There may be some women who are genetically predisposed to the development of the syndrome (1).
Among women with the syndrome, raised testosterone levels are found in 30% and raised luteinising hormone (LH) levels are found in 40% (2)
It has been proposed that the primary defects in the polycystic ovarian syndrome are:
- insulin resistance in adipose tissue and skeletal muscle
- insulin sensitivity in the ovary
Compensatory hyperinsulinaemia results in androgen secretion by the ovaries. For example, hyperinsulinaemia can stimulate the production of androgens in the ovaries and inhibit the production of sex hormone binding globulin in the liver - these changes can lead to increased serum concentrations of free (active) testosterone.
In women with PCOS, ovarian theca cells seem to be more efficient at converting androgenic precursors to testosterone than are theca cells in unaffected women (3).
Androgens result in the main clinical and endocrine abnormalities.
Women with polycystic ovarian syndrome also are more likely than other women of the same age to have cardiovascular risk factors (central body fat distribution, obesity, hypertension, hypertriglyceridaemia, reduced HDL-cholesterol concentrations).

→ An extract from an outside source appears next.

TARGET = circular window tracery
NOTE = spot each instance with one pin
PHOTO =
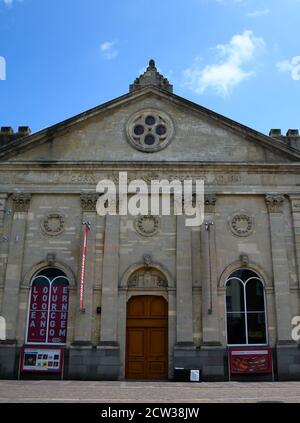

Women with polycystic ovary syndrome are twice as likely to develop diabetes and almost three times as likely to have a transient ischaemic attack or stroke (4). Women with this disorder are also more likely to develop endometrial cancer (4) although they do not appear to be at an increased risk of developing coronary heart disease (4).
(1) Balen A (1999). Pathogenesis of polycystic ovary syndrome - the enigma unravels? Lancet, 354, 966-7.
(2) Balen AH et al (1995). Polycystic ovary syndrome: the spectrum of the disorder in 1741 patients. Hum Reprod, 10, 2107-11.
(4) Wild S et al (2000). Cardiovascular disease in women with polycystic ovary syndrome at long-term follow-up: a retrospective cohort study. Clin Endocrinol, 52, 595-600.